After a few rounds of price reductions, Keytruda’s annual cost in a patient assistance program reached about 70,000 yuan (about $9,600), while domestic PD-1s cost as low as about 40,000 yuan under the national reimbursement scheme.

These pricing dynamics in China gave industry watchers hope that the China-made PD-1s would be cheap when they eventually reached the U.S. While six PD-1 inhibitors have been available on the U.S. market before Loqtorzi, they all bear annual list prices above $150,000.

Eli Lilly tried to change that situation last year. In a rare move and apparent last-ditch bid to pressure the FDA before a looming rejection, Lilly last year said it would offer its then Innovent Biologics-partnered Tyvyt at a 40% discount compared to existing PD-1s. The FDA later declined to approve Tyvyt because its phase 3 data were generated only in China against a weak comparator that wasn’t up to date with the treatment landscape in the U.S.

Loqtorzi’s approval contains two indications, one for the drug as a monotherapy in chemo-pretreated NPC patients, and one for its combination with chemotherapy for first-line treatment. The first-line label is based on data from a global phase 3 trial coded JUPITER-02. There, Loqtorzi and chemo reduced the risk of death by 37% compared with chemo alone. 

Lanfear
Coherus CEO Denny Lanfear (Coherus BioSciences)

An ultra-low list price strategy simply doesn’t work in the U.S. PD-1 market, Leerink Partners analyst Daina Graybosch, Ph.D., said in an interview with Fierce Pharma in 2021. A lower list price would mean smaller room to offer rebates, a disadvantage in the buy-and-bill drug reimbursement model, she explained.

While a “heavily discounted” price is off the table at Coherus, it remains to be seen where the company will place Loqtorzi among its competitors. As a seller of biosimilars, Coherus has some knowledge about navigating a market of multiple similar products. 

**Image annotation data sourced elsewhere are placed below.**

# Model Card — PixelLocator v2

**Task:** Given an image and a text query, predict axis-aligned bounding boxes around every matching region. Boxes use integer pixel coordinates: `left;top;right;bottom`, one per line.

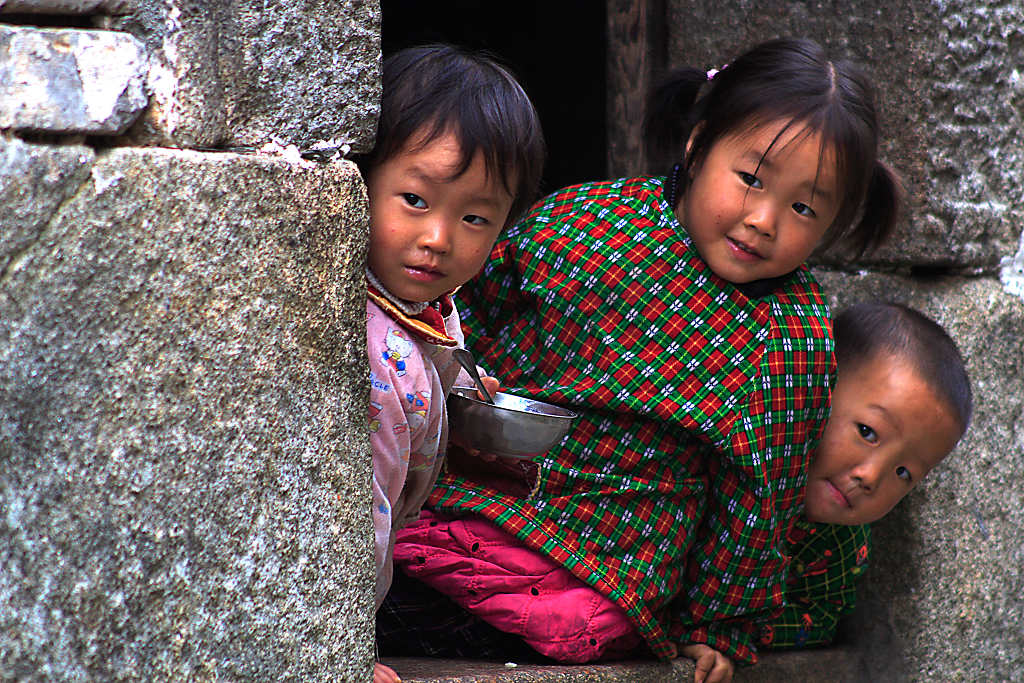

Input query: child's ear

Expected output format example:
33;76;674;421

683;121;703;159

NPC disproportionally affects Asian people and is a rare form of head and neck cancer in the U.S. By Coherus’ estimate, about 2,000 NPC patients will be diagnosed and eligible to receive Loqtorzi each year, chief commercial officer Paul Reider said during Friday’s call.

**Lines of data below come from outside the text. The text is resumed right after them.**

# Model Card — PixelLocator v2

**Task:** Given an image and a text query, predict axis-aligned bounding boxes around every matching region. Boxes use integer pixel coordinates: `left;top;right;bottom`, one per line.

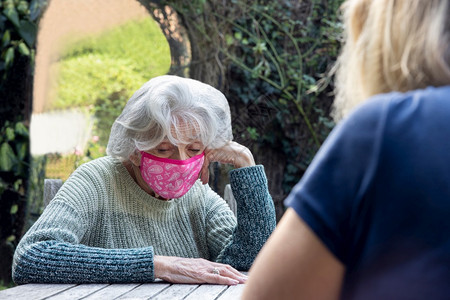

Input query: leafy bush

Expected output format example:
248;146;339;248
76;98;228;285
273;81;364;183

50;18;170;145
223;0;342;192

In this niche indication, Coherus expects Loqtorzi could reach $200 million in peak sales, Reider said. That’s a small number compared with Keytruda’s $18.4 billion sales in the first nine months of 2022.

Coherus scooped up Loqtorzi’s rights in the U.S. and Canada by paying Junshi $150 million upfront in 2021. Milestone payments could reach $380 million in total, and Coherus will also pay Junshi a 20% royalty on net sales of Loqtorzi.

The partners went through a regulatory saga to reach Friday’s approval. The FDA first rejected toripalimab in 2022 with a request for a quality process change and onsite inspections that were delayed by COVID-related travel restrictions in China. As travel to China remained a hindrance, the FDA in late 2022 missed its target action date.

When the preapproval inspections did happen, the FDA noted one problem with a clinical trial site that enrolled patients in the two clinical trials supporting toripalimab’s application, Coherus said last month.

With Friday’s approval, Junshi also beat BeiGene to be the first to have a China-made PD-1 approved by the FDA. BeiGene’s tislelizumab is undergoing a similar regulatory delay caused by COVID travel restrictions in China. As the FDA review dragged on, Novartis recently backed out of its PD-1 collaboration with BeiGene.

With more than a dozen products approved, China’s PD-1/L1 market has become an intense marketplace. For the first nine months of 2023, Junshi recorded Tuoyi sales of 668 million yuan ($91 million) across multiple indications.

Both Junshi and Coherus are looking to pair toripalimab with other agents. In his Friday statement, Coherus’ Lanfear highlighted the company's IL-27-targeted casdozokitug and CCR8 inhibitor CHS-114 as potential combination partners.

Coherus has received “significant incoming interest from potential partners” on Loqtorzi, Lanfear said. Coherus is pursuing potential collaborations with T-cell bispecifics and antibody-drug conjugates, with the goal to complete some of those conversations by mid-2024, he added.